You could also try to use the code I put in SolrMarc utilities classes
ha ha ha.
- Naomi
On Mar 31, 2011, at 10:25 AM, Keith Jenkins wrote:
> The Google Code regex looks like it will accept any 1-3 letters at the
> start of the call number. But LCC has no I, O, W, X, or Y
> classifications.
>
> So you might want to use something more like ^[A-HJ-NP-VZ] at the
> start of the regex.
>
> Also, there are only a few major classifications that use three
> letters. Like DJK, and several in the Ks. I'm not sure, but there
> might be others.
>
> Keith
>
>
> On Thu, Mar 31, 2011 at 1:11 PM, Jonathan Rochkind
> <[log in to unmask]> wrote:
>> Except now I wonder if those annoying MLCS call numbers might
>> actually be
>> properly MATCHED by this regex, when I need em excluded.
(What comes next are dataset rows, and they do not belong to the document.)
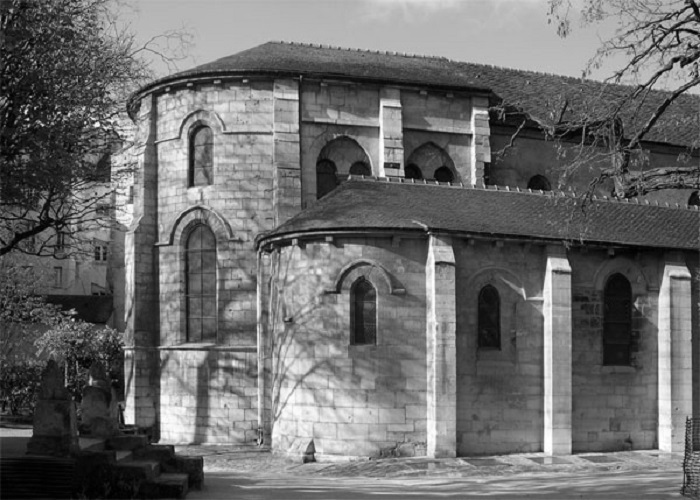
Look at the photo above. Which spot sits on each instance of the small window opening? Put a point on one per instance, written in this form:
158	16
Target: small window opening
444	174
489	318
364	312
326	178
201	168
360	168
413	172
539	183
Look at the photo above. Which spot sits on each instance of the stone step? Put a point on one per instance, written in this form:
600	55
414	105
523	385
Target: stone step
143	470
168	485
91	444
192	466
123	455
160	452
131	443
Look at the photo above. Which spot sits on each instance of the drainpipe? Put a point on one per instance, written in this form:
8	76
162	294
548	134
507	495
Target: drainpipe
261	348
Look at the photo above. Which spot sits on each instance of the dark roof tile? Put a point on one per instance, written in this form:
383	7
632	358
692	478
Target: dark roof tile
361	205
537	94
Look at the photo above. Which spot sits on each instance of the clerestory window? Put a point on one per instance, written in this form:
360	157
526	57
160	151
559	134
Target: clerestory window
201	157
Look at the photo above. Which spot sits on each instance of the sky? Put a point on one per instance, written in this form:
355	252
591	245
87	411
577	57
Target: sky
508	33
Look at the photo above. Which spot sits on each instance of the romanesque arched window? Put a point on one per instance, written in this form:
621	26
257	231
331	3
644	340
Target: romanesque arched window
617	321
326	178
363	305
489	318
444	174
200	285
360	168
201	157
413	172
430	161
539	183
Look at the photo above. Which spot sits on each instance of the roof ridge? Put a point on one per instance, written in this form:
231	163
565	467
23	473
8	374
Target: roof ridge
414	55
368	51
579	79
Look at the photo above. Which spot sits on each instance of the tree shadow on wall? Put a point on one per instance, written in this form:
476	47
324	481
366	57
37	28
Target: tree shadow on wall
294	334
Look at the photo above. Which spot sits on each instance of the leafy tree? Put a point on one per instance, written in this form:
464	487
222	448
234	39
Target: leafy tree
659	42
66	69
24	313
77	345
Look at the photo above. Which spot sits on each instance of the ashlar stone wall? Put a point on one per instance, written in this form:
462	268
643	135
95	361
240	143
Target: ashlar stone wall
353	400
614	407
499	391
207	392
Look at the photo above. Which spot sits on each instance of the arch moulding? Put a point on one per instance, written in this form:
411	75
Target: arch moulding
201	214
375	272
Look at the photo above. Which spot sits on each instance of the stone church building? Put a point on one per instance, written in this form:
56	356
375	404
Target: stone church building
355	251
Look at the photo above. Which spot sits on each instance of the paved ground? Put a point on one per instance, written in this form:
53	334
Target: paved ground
249	473
243	473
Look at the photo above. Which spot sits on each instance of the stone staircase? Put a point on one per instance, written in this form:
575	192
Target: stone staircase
128	466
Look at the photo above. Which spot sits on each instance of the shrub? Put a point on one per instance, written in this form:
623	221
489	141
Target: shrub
19	383
77	345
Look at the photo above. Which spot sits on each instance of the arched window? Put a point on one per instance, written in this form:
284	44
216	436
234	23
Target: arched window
413	172
617	321
326	179
360	168
200	270
539	183
363	303
201	167
489	318
444	174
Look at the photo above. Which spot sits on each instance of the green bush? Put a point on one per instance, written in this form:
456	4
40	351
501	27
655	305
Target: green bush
19	383
77	345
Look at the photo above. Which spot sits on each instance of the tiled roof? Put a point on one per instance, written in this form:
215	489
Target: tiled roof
539	95
368	204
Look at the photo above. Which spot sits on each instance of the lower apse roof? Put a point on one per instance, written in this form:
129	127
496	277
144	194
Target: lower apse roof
400	205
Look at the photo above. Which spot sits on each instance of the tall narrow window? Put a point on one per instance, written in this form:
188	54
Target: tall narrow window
617	321
57	277
364	312
489	318
200	255
326	179
201	168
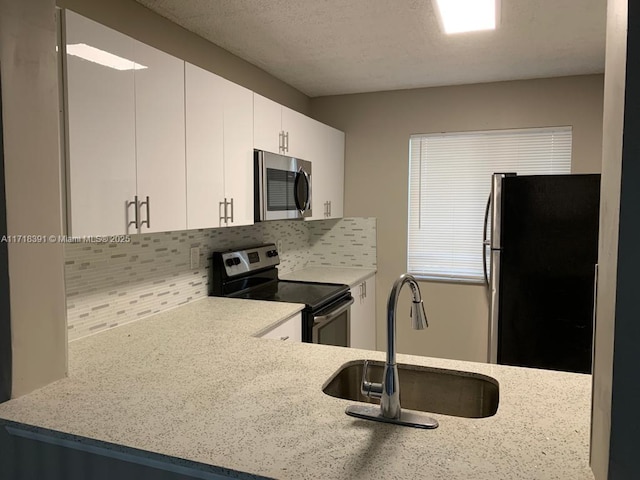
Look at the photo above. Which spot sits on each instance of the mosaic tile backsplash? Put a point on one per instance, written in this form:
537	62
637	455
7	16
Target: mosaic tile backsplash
111	284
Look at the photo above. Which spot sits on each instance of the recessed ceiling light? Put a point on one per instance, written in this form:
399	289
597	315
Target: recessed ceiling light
101	57
459	16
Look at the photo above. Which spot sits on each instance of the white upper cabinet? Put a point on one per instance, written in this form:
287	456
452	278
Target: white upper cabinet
101	129
363	315
333	184
219	134
160	140
156	145
125	111
204	107
267	124
238	153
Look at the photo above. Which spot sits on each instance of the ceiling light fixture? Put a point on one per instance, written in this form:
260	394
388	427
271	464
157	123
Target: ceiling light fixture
458	16
101	57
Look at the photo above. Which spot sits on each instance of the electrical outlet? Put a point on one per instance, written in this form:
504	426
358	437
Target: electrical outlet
195	257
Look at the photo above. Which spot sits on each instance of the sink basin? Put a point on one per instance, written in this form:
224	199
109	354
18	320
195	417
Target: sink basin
434	390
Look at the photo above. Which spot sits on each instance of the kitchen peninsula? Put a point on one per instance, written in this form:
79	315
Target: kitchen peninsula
194	389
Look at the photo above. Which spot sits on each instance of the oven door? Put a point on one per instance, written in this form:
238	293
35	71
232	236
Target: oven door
332	326
283	187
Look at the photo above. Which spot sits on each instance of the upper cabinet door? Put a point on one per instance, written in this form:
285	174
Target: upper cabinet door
101	128
300	133
204	107
267	124
160	139
334	178
238	153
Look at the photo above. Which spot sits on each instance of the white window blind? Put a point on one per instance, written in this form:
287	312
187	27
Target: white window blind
450	181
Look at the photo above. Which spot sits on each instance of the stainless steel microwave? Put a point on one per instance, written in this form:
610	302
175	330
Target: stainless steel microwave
282	187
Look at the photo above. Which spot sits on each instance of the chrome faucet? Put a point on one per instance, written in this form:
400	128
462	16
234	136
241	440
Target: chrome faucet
389	390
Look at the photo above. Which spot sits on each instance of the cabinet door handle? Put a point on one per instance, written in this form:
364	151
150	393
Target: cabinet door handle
135	221
146	222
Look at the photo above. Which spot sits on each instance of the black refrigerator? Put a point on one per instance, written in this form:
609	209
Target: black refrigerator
541	242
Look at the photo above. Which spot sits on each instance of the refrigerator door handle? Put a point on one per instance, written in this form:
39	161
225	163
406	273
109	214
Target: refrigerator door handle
485	242
494	295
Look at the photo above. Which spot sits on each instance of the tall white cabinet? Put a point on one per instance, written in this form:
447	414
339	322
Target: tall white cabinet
101	131
328	175
125	114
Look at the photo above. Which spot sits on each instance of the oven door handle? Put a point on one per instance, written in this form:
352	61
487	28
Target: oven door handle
330	316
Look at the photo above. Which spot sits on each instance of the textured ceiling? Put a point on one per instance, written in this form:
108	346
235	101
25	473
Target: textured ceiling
327	47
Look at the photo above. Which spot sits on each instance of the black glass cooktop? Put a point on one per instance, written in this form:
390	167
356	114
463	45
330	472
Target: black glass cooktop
313	295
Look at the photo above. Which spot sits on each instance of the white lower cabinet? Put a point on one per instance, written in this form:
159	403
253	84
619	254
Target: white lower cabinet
290	330
363	315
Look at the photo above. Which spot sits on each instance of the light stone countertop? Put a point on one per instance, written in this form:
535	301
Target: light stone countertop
351	276
193	385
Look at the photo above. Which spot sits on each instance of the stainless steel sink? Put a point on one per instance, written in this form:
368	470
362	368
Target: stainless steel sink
434	390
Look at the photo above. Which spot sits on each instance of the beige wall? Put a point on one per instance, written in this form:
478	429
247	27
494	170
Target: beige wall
137	21
32	175
378	126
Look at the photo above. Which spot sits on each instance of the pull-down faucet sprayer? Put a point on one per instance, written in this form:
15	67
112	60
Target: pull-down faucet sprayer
389	390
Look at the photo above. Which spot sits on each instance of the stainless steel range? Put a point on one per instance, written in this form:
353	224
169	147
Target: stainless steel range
252	273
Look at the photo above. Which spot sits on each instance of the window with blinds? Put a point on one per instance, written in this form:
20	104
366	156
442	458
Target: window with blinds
449	184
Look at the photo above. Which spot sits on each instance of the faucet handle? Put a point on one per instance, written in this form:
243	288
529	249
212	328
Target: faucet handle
369	389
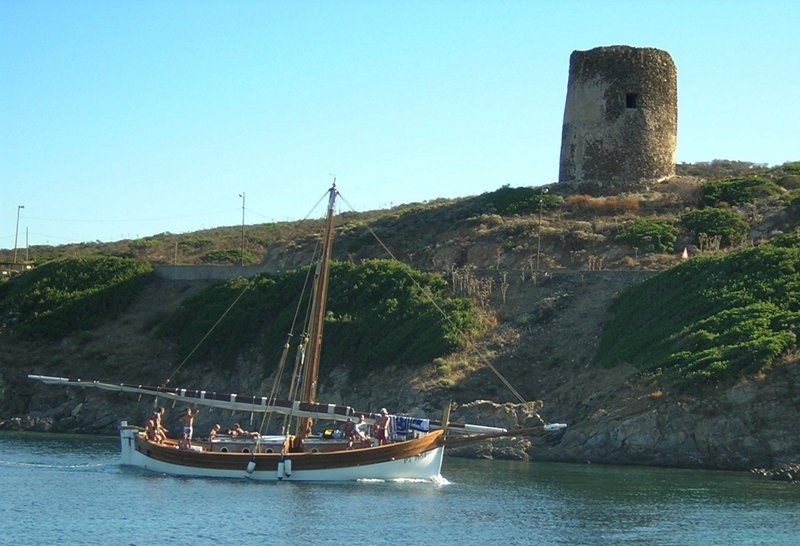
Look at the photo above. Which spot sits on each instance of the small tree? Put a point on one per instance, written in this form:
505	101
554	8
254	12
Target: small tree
727	224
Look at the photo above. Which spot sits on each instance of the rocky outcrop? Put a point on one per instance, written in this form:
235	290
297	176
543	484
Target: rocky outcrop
755	423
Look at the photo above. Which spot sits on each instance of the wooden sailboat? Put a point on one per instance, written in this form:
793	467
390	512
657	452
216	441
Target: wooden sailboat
416	454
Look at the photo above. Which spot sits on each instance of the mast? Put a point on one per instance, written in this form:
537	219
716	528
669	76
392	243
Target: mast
318	304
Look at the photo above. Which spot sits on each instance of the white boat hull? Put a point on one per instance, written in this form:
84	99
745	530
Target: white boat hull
425	466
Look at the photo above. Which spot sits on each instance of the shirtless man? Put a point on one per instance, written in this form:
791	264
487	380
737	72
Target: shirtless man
188	421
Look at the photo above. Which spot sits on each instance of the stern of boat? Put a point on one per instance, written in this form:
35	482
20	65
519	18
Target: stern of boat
127	442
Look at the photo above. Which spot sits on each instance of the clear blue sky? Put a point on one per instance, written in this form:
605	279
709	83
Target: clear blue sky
127	119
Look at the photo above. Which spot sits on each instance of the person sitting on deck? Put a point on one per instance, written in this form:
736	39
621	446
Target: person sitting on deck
360	434
214	431
184	443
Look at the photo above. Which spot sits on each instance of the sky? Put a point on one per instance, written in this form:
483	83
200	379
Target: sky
121	120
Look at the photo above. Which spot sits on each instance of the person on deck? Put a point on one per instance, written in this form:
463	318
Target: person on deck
184	443
349	432
188	421
381	426
361	429
214	431
158	419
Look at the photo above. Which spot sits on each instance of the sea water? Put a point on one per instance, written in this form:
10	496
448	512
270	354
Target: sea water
67	489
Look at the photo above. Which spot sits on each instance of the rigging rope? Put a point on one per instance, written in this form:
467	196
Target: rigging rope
428	293
245	289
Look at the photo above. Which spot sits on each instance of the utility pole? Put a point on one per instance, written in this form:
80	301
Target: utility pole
242	196
16	232
539	230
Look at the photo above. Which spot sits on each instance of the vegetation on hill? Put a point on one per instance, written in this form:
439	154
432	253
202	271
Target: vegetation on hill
711	318
69	295
378	312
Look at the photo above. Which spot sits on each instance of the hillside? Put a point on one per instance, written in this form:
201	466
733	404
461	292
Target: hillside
548	323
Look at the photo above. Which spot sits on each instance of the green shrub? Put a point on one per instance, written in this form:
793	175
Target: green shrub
727	224
377	314
712	318
738	191
72	294
227	257
649	235
506	201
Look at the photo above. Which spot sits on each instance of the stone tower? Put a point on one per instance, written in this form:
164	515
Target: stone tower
620	119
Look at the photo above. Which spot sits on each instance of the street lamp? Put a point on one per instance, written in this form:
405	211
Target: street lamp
16	232
539	229
242	196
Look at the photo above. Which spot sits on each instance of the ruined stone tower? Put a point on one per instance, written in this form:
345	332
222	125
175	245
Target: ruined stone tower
620	119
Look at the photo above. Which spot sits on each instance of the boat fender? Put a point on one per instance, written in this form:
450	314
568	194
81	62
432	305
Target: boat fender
287	467
281	470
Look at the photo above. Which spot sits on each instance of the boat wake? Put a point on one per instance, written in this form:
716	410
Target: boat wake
438	480
19	464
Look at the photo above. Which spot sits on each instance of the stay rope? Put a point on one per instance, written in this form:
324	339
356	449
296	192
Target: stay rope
428	293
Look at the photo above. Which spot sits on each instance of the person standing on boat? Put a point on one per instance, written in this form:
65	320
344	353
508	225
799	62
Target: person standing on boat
349	432
188	422
381	424
158	417
214	431
361	431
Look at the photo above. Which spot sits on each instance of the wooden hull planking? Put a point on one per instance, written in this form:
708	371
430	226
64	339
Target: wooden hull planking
420	458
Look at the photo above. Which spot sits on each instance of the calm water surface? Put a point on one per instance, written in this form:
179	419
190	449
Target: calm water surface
64	489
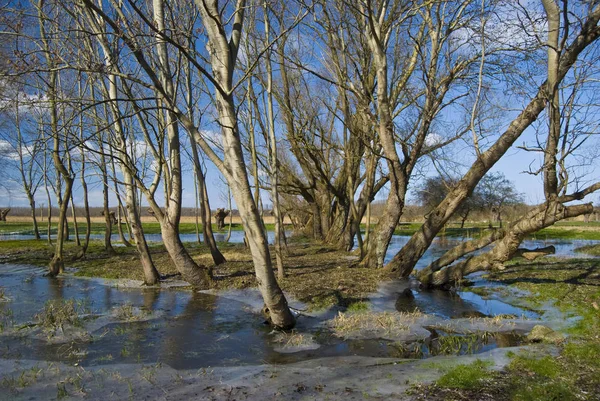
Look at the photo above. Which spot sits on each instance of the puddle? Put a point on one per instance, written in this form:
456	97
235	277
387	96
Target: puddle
237	237
450	305
192	330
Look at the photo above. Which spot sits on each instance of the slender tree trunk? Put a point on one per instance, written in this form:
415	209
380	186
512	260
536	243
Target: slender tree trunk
273	153
230	215
119	202
405	260
36	230
151	275
75	225
506	247
106	211
198	276
205	213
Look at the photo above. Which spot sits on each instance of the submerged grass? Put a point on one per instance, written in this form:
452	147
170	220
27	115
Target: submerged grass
466	376
593	250
317	275
59	313
386	323
573	287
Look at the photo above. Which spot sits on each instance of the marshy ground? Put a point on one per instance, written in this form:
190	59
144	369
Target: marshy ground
95	334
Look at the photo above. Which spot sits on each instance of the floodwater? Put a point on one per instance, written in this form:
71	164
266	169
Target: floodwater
196	330
237	237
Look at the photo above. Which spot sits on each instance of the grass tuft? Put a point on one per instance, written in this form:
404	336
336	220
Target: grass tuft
466	376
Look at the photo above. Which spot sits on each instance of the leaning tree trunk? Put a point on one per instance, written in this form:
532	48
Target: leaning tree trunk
151	276
119	202
198	276
209	238
36	230
506	247
223	57
405	260
106	211
75	224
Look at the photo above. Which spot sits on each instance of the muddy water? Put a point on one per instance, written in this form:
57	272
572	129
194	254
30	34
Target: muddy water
237	237
564	248
195	330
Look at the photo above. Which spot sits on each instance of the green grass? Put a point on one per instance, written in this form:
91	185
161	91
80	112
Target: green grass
593	250
99	228
561	230
466	376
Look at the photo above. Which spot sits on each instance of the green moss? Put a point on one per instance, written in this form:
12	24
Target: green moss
359	306
547	366
589	249
466	376
553	391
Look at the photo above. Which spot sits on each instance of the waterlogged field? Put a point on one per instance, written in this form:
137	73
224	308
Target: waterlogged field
527	332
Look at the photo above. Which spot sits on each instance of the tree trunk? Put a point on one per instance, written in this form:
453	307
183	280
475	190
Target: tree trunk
205	214
75	225
405	260
36	230
151	275
106	211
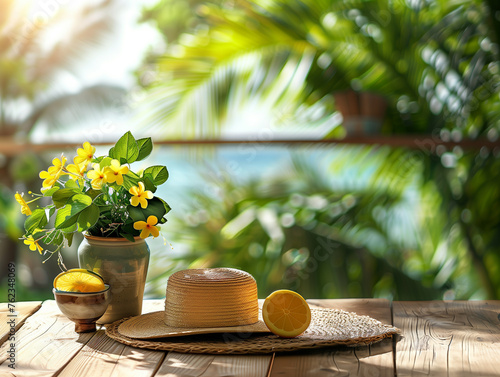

They are
>> annoying
>> _similar_ to a classified call number. Well, one way to find out.
>>
>> And the reason this matters is to try and use an LCC to map to a
>> 'discipline' or other broad category, either directly from the LCC
>> schedule
>> labels, or using a mapping like umich's:
>> http://www.lib.umich.edu/browse/categories/
>>
>> But if it's not really an LCC at all, and you try to map it, you'll
>> get bad
>> postings.
>>
>> On 3/31/2011 1:03 PM, Jonathan Rochkind wrote:
>>>
>>> Thanks, that looks good!
>>>
>>> It's hosted on Google Code, but I don't think that code is anything
>>> "Google uses", it looks like it's from our very own Bill Dueber.
>>>
>>> On 3/31/2011 12:38 PM, Tod Olson wrote:
>>>>
>>>> Check the regexp that Google uses in their call number
>>>> normalization:
>>>>
>>>> http://code.google.com/p/library-callnumber-lc/wiki/Home
>>>>
>>>> You may want to remove the prefix part, and allow for a fourth
>>>> cutter.
>>>>
>>>> The folks at UNC pointed me to this a few months ago.
>>>>
>>>> -Tod
>>>>
>>>> On Mar 31, 2011, at 11:29 AM, Jonathan Rochkind wrote:
>>>>
>>>>> Does anyone have a good regular expression that will match all
>>>>> legal LC
>>>>> Call Numbers from the LC Classified Schedule, but will generally
>>>>> not
>>>>> match things that could not possibly be an LC Call Number from
>>>>> the LC
>>>>> Classified Schedule?
>>>>>
>>>>> In particular, I need it to NOT match an "MLC" call number,
>>>>> which is an
>>>>> LC assigned call number that shows up in an 050 with no way to
>>>>> distinguish based on indicators, but isn't actually from the LC
>>>>> Schedules. Here's an example of an "MLC" call number:
>>>>>
>>>>> "MLCS 83/5180 (P)"
>>>>>
>>>>> Hmm, maybe all MLC call numbers begin with MLC, okay I guess I can
>>>>> exclude them just like that. But it looks like there are also
>>>>> OTHER
>>>>> things that can show up in the 050 but aren't actually from the
>>>>> classified schedule, the OCLC documentation even contains an
>>>>> example of
>>>>> "Microfilm 19072 E".
>>>>>
>>>>> What a mess, huh? So, yeah, regex anyone?
>>>>>
>>>>> [You can probably guess why I care if it's from the LC Classified
>>>>> Schedule or not].
>>>>
>>>> Tod Olson<[log in to unmask]>
>>>> Systems Librarian
>>>> University of Chicago Library
>>>>
>>
|